A project for the CSML Independent Work requirement
The dependencies for this project are listed in requirements.txt, and can be installed in a python virtual environment using:
pip3 install -r requirements.txt
Note: The code was tested with the following python/package versions:
Development was done on a MAC OSX. However all model training and testing were done on Ubuntu 16.04 LTS. This was running as a VM on a Google Cloud Compute instance (n1-standard-2 (2 vCPUs, 7.5 GB memory)) with a Tesla K80 GPU attached. The above dependencies/versions do work for both operating systems, but python 3.7 had to be specifically installed onto the VM. Both the training and testing script should work without modification on either a CPU and a GPU. They are set up to automatically detect and use a GPU if one is available.
This project makes use of datasets that are derived from the Yelp Open Dataset. Information about the Yelp Open Dataset can be found at: https://www.yelp.com/dataset. Because both the Yelp Dataset and are derived dataset are relatively large, we do not include them in this repository. Instead, we include the scripts that were used to create them. All that is needed to run these scripts are the datasets downloaded from Yelp's website with their generic names. For the scripts to work with their default options, create a folder called 'data' and store the files there.
Because the dataset is extremely large, we decided to create our own smaller datasets from the larger one. For our project, the most useful dataset to us is the reviews dataset: yelp_academic_dataset_review.json. To begin with our processing, we combine this data with the file: yelp_academic_dataset_business.json in order to extract just the reviews about restaurants. The script that creates this new csv document with only restaurant reviews is restaurant_review_script.py. Run using:
python3 restaurant_review_script.py
After creating the csv file, we further analyzed the data to decide how to distill it to create our training and test sets. For more details, please refer to the Jupyter notebook: data_analysis.ipynb.
This is a test dataset with number entries. We make sure that the distribution of star ratings is equal. So, if there are 1000 entries, then there will be 200 1-star reviews.

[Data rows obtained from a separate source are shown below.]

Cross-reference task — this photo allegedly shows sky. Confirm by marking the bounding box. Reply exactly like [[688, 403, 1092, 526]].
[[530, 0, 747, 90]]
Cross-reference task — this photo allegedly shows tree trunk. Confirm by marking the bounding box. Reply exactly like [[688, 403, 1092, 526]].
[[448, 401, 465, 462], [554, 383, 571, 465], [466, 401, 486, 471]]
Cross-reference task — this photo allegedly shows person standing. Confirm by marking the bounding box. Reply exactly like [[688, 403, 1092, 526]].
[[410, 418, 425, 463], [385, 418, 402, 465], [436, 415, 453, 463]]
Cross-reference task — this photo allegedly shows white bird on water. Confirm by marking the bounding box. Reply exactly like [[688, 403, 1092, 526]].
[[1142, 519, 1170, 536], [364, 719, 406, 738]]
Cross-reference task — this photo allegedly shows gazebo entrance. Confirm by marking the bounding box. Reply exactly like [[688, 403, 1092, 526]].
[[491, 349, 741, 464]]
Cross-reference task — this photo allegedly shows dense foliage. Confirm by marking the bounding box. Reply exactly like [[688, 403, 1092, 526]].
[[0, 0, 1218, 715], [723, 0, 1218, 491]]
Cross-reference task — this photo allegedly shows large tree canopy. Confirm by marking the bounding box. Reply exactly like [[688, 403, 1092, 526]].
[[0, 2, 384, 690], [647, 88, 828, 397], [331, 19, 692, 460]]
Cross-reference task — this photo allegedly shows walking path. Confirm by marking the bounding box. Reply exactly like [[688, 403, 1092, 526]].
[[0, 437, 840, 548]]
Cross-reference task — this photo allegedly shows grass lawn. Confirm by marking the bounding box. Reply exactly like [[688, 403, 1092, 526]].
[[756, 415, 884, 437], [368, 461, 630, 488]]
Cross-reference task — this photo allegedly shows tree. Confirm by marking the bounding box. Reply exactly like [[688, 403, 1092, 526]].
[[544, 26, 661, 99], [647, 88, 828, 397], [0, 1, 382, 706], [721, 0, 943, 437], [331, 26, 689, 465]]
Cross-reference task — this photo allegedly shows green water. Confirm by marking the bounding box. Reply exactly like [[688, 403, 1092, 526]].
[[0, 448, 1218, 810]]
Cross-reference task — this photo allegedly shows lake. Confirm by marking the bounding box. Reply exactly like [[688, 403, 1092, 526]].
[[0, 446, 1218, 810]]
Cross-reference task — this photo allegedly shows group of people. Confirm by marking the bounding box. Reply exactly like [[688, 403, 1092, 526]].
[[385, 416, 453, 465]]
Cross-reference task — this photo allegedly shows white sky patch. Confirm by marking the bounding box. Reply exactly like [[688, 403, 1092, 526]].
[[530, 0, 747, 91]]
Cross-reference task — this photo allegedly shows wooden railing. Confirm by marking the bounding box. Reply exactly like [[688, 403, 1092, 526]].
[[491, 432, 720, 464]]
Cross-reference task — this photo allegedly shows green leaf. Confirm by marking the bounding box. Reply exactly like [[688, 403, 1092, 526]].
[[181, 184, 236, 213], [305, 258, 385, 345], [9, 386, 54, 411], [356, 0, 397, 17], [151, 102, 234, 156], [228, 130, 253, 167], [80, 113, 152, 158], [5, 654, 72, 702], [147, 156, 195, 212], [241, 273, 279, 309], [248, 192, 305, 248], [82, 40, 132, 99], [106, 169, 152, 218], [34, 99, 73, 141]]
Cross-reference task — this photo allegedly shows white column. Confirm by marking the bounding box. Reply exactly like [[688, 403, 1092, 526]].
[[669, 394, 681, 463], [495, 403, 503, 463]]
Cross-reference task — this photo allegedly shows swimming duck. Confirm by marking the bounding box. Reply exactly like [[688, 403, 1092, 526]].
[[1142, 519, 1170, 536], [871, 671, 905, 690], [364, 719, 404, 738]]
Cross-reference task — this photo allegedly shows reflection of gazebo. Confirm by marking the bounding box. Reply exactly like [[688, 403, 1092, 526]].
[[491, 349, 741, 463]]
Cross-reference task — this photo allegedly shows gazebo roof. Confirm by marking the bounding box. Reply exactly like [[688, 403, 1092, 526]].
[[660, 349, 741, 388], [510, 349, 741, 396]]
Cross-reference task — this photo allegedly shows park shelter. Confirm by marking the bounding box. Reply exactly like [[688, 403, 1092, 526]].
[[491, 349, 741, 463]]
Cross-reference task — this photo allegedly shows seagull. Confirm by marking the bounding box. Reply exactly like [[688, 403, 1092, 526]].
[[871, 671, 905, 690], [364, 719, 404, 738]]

This is a test dataset with number entries. We make sure that the distribution of star ratings is equal. So, if there are 1000 entries, then there will be 200 1-star reviews. The content of the train datasets and the test datasets are the same in structure, but we ensure that any pair of train and test files created are mutually exclusive. To create a pair of mutually exclusive train and test files, run:
python3 create_data_script.py --train_size=[TRAIN_SIZE] --test_size=[TEST_SIZE]
For this project, we use BERT from Google Research. More information about the model can be found in their paper. Essentially, BERT allows us to take advantage of pre-trained models, and simply by adding a single layer, we can fine-tune the model to our desired task. BERT has been shown to be extremely effective in a multitude of sequence processing tasks. To use BERT, we use the transformers library, which gives us access to a host of pre-trained models, one of which is BERT. The transformers library also goes the extra step of including pre-implemented task-specific models. For our project, we use BertForSequenceClassification
. We also include the option of usng DistilBert instead of Bert in our training and testing scripts. In this case, our code uses DistilBertForSequenceClassification
.
The training script is train_model.py and takes in the following optional arguments:
- --data_dir: The directory where data is stored (default is 'data')
- --review_file: The file to find the cleaned reviews (default uses 'yelp_reviews_train5000.csv')
- --batch_size: The size of batches to use (default is 32)
- --train_ratio: The ratio of examples to use for training (default is 0.85)
- --epochs: The number of epochs to run (default is set to 4)
- --model_save: The directory to save the model after training (default is ./model_save)
- --nolog: Option to disable logging, which is on by default
- --distil: Option to use DistilBert instead of Bert
We separate our training dataset into batches using a random sampler in an attempt to remove any symmetry associated with the dataset. Once training is done, the model is automatically saved into the directory provided either as an optional argument, or the default model_save directory. The training script also automatically saves the hyperparameters used in the training run.
The testing script is test_model.py and takes in the following optional arguments:
- --data_dir: The directory where data is stored (default is 'data')
- --review_file: The file to find the cleaned reviews (default uses 'yelp_reviews_test1000.csv')
- --batch_size: The size of batches to use (default is 32)
- --model_save: The directory from which to pull the saved model
- --nolog: Option to disable logging, which is on by default
The testing script is set up to automatically load a model from the same default directory that the training script saves to. The testing script will also load in a summary of the training hyperparameters. During evaluation, we sequentially sample from the test dataset because the order in which we feed the data into the model does not matter.
Running train_model.py and test_model.py will, by default, print to both stdout and to a log file. The file name will indicate whether the run is for training the model or testing the model. The file name will also include the date and time that the run was started. The information in the training log file will include elapsed run time at several points in the running process, hyperparameters, and validation loss and accuracy.
The testing file will include elapsed time and various measures of testing accuracy, including just straight up accuracy, mean absolute error, and confusion matrix. In addition to this, the testing file will print a summary of the training hyperparameters used to train the model that is being evaluated.